Ok.
I am so

sick of men! I've been stewing over this for about a week now and, I just keeping getting madder because men just keep being @$$holes! DDDDD< I mean seriously. A guy only look s at me to see a walking pair of boobs. I don't want to get to know me, or anything. They just see me and think "Oh. Another fine piece of ass for me to grab." The only guy that has never checked me out, grabbed at my chest, or been a sleaze-ball pervert, was the guy that my heart belonged to... But, that over and done with now.

I mean, my first boyfriend was online and I liked that because, he didn't see what I looked like for months. He got to know me first. Then, I posted up a really bad picture from a few years before of me.... he told me he was cheating on me and didn't want me. I hate guys so much!!! I can't even go into public with out getting hit on! I've heard them
all.
"I didn't believe angels existed, until I saw you."
"If I could rearrange the alphabet, I would put 'I' next to 'U'."
"Do you believe in love at first sight? Or do I have to walk by a second time?"

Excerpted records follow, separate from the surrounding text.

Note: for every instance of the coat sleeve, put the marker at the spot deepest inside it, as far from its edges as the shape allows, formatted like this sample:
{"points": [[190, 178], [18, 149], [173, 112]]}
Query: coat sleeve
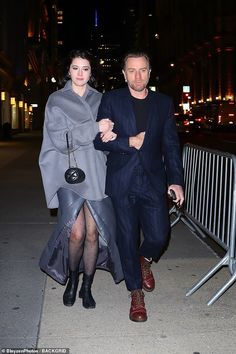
{"points": [[121, 143], [171, 150], [57, 125]]}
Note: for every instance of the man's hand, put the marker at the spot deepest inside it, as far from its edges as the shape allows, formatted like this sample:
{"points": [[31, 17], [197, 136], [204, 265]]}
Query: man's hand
{"points": [[137, 140], [179, 193]]}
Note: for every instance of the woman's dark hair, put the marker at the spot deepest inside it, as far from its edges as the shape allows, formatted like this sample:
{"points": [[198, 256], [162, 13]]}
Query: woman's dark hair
{"points": [[79, 53]]}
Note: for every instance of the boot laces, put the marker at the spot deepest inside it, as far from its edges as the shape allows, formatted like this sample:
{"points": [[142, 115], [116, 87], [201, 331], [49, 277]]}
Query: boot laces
{"points": [[146, 268], [137, 298]]}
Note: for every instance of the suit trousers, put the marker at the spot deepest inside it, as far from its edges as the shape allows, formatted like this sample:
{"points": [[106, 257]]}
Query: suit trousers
{"points": [[141, 209]]}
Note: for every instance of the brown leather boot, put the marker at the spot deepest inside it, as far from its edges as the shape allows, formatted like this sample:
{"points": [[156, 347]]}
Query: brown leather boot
{"points": [[138, 311], [147, 276]]}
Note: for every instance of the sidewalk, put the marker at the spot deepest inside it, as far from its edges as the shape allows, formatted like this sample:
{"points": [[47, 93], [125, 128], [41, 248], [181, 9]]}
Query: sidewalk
{"points": [[32, 312]]}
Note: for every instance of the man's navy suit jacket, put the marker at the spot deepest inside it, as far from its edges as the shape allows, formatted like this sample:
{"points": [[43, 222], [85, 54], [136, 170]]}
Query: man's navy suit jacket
{"points": [[160, 154]]}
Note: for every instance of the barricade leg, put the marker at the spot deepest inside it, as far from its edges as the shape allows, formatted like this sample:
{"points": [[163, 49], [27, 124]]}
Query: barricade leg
{"points": [[222, 290], [224, 261]]}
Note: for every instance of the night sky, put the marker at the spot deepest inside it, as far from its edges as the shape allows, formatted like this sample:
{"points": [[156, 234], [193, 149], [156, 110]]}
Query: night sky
{"points": [[79, 18]]}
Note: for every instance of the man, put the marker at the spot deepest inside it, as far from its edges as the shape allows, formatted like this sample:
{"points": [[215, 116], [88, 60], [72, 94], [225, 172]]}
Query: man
{"points": [[143, 164]]}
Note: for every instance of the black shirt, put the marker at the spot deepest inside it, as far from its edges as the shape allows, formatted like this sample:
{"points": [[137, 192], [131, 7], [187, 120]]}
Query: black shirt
{"points": [[141, 111]]}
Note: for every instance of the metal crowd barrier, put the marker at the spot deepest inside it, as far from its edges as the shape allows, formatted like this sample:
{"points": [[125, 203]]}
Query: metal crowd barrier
{"points": [[210, 205]]}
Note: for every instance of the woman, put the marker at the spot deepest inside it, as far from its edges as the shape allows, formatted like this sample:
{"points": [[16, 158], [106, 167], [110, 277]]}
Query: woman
{"points": [[84, 237]]}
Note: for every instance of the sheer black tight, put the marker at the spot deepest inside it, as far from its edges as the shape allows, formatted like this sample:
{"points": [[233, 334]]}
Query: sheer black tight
{"points": [[83, 242]]}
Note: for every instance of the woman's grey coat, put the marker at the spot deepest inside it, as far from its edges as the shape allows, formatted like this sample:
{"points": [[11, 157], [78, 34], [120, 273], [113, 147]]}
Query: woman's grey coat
{"points": [[68, 112]]}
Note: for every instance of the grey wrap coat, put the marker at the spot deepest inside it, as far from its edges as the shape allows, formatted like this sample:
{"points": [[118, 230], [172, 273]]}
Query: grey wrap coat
{"points": [[67, 112]]}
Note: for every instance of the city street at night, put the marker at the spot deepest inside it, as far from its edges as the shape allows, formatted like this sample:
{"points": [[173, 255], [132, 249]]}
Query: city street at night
{"points": [[32, 312]]}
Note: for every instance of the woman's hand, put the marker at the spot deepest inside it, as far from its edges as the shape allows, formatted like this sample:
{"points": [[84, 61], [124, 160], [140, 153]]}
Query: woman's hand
{"points": [[137, 140], [109, 136], [105, 125]]}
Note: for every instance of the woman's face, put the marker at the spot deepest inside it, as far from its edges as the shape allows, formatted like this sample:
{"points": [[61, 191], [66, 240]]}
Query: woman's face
{"points": [[80, 71]]}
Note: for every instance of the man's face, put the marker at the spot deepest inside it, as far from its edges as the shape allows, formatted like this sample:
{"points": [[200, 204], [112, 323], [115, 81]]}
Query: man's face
{"points": [[137, 73]]}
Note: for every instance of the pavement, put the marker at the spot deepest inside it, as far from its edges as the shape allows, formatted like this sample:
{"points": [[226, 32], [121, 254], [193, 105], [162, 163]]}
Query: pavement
{"points": [[31, 309]]}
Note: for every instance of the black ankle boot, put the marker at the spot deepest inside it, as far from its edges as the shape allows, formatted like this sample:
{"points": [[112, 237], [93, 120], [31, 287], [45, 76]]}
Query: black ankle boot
{"points": [[69, 295], [85, 292]]}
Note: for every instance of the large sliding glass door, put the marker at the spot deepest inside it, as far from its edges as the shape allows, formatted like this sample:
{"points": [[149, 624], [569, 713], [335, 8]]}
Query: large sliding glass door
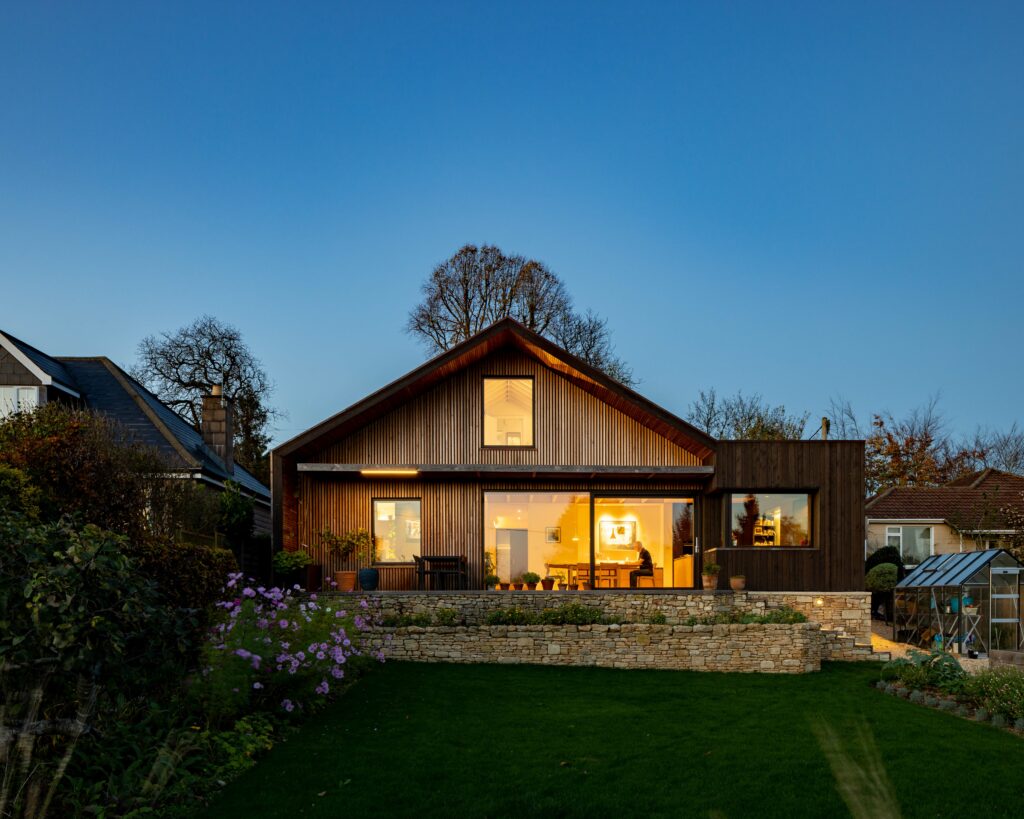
{"points": [[644, 543], [543, 532], [606, 542]]}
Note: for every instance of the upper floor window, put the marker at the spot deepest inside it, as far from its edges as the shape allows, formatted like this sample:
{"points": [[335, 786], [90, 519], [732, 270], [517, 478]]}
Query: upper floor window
{"points": [[770, 519], [508, 412], [17, 399]]}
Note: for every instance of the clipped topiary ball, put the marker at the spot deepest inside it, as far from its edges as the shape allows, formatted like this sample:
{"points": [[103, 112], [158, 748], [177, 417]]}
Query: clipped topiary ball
{"points": [[882, 578]]}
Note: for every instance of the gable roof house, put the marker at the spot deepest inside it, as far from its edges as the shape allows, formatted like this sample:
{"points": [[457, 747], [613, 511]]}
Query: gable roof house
{"points": [[30, 378], [507, 455], [965, 515]]}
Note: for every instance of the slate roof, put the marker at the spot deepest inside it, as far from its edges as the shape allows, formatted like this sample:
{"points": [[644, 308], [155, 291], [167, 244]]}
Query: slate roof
{"points": [[107, 387], [51, 367]]}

"If I told you, you had a great body, would you hold it against me?"
etc.
etc.
ETC.!!!!!
SO what!?!? I have 32 H boobs, wide hips and deep curves! I'm naturally blonde, have big lips, a small nose, and big bright eyes! I DON'T CARE!!! I mean, I got fat to keep guys away but, now I've been losing weight to feel good about myself, all these pricks are lunging at me again!!! I'm sooooooo SICK of guys!!!!! DDDDDXXXX<<
I'm a person, too! Not some sex-kitten bred for you your sick pleasures!! I have feelings! And I'm emo! GET OVER IT!!!! No I won't sleep with you because that's saved for marriage!!! Why can't guys just GET IT!!!????